Although Italy has an excellent network of motorways (Autostrade), Americans generally find driving in Italy somewhat intimidating. They would rather be lulled into the complacency of a motorbus tour or buy a pass on the Trenitalia. Both have their place and for some may be the best way to travel but don't be overly concerned about driving in Italy.
Here are 5 things you must do before you drive in Italy
Have a well-planned itinerary and thoroughly familiarize yourself with it before you go. Don't be too ambitious. Pick a route and follow it and know where you're going. This is no time to improvise. Calculate your daily driving distance and remember that although the distance between Castellina in Chianti and Siena is only 10-12 miles (16.4km) because of the winding roads (Via Chiantigiana Road Highway Strada Regionale SR222 / Strada Statale SS222) it may take at least a half hour to get there.
Have a GPS, a good road atlas and regional touring books. They are mandatory. I have driven in Italy for over 19 years and now my Michelin Tourist and Motoring Atlas and TCI maps are dog eared and falling apart. Today there are many online options including your mobile phone. I choose several as I’ve heard the shrill “recalculating” on my GPS too many times to rely on only one set of directions.
Understand that everyone gets lost in Italy, even Italians! So be prepared with some common Italian phrases and vocabulary to get help. Sono perso (I am lost). Aiutami! (pronounced ay-yoo-tateh-mee) (Help me) and Ho bisogno di indicazioni (I need directions) and two more things semaforo is stoplight in Italian and girare is to turn ovest (west) ,est (east), sud (south) and nord (north).

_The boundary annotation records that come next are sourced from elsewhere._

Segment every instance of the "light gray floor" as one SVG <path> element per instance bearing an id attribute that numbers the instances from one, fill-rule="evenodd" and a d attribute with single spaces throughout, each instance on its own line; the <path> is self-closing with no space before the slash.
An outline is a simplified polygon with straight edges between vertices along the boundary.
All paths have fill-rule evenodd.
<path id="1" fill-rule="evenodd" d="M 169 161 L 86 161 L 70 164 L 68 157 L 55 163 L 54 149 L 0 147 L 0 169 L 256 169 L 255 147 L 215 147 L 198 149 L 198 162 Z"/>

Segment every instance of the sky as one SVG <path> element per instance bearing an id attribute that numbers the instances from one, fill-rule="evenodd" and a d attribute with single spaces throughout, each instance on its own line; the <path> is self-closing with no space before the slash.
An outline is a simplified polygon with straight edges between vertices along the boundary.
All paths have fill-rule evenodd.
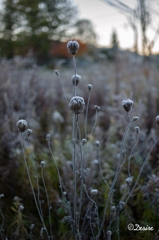
<path id="1" fill-rule="evenodd" d="M 151 0 L 153 1 L 153 0 Z M 128 24 L 126 16 L 117 9 L 108 6 L 104 0 L 73 0 L 78 6 L 79 17 L 87 18 L 93 23 L 95 32 L 98 35 L 97 42 L 101 46 L 110 46 L 111 34 L 117 32 L 119 46 L 123 49 L 132 49 L 134 35 Z M 130 7 L 136 6 L 136 0 L 122 0 Z M 150 31 L 149 38 L 153 38 L 153 31 Z M 139 36 L 141 38 L 141 36 Z M 139 41 L 141 43 L 141 41 Z M 158 43 L 158 44 L 157 44 Z M 159 52 L 159 41 L 154 46 L 154 51 Z M 139 44 L 141 48 L 141 44 Z"/>

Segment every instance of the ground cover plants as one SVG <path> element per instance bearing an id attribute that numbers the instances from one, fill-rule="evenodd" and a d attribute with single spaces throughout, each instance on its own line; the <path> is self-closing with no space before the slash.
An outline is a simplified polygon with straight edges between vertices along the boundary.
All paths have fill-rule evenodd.
<path id="1" fill-rule="evenodd" d="M 1 238 L 157 239 L 157 67 L 78 70 L 78 47 L 54 74 L 1 61 Z"/>

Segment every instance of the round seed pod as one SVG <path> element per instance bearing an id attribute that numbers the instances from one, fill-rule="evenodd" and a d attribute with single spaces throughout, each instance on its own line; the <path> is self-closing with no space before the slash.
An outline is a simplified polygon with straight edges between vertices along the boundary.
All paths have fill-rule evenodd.
<path id="1" fill-rule="evenodd" d="M 134 102 L 130 99 L 122 101 L 123 108 L 125 109 L 126 112 L 129 112 L 131 110 L 133 103 Z"/>
<path id="2" fill-rule="evenodd" d="M 25 132 L 28 128 L 28 123 L 26 120 L 21 119 L 17 122 L 17 127 L 21 132 Z"/>
<path id="3" fill-rule="evenodd" d="M 83 112 L 84 108 L 85 108 L 84 99 L 79 96 L 73 97 L 69 103 L 69 108 L 75 114 L 79 114 L 79 113 Z"/>
<path id="4" fill-rule="evenodd" d="M 69 53 L 71 53 L 72 55 L 75 55 L 78 52 L 79 43 L 77 41 L 69 41 L 67 43 L 67 49 Z"/>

At times it seems that directions want you to turn everywhere at once meaning that Italian road signs are different. Familiarize yourself with them before you go or you may end up on a Chevy Chase round about very confused.
Rent a car before you go so that terms and arrangements for pick up will be in place before you leave and you will understand what you will be getting and ask for one that is small. There is a reason Italians drive small cars and it isn't just because of the price of fuel. Think of where you will be driving and more importantly where you will be parking. For all practical purposes there is no parking in Italy. Your choice of car is pivotal to a pleasurable driving experience inItaly. I have driven a Fiat, Lancia, Peugeot, Opal, PT Cruiser and Jaguar in Italy. You want to have enough trunk space but you want the car to be small enough to negotiate the narrow streets of the towns and villages you want to visit, make a quick exit off the autostrada, get out of a roundabout and get on or off the tangenziale/bypass (beltway around the city). All terms and arrangements for pick up will be in place before you leave and you will understand what you will be getting.
Understand how Italian's drive. Italian's are confident drivers who feel they know what needs to be done in order to get from one place to another. They may follow too close (but then again they have a different system of measurement than we do), they are opportunistic and want to fill in the space between each car length (but then again their country is smaller than ours) and they drive faster than we do ((I call the left lane, the passing lane on the Autostrada, the Ferrari lane). But they are not foolhardy and contrary to popular opinion they do obey travel signals. They are very courteous drivers on the Autostrada, using the passing lane only to pass.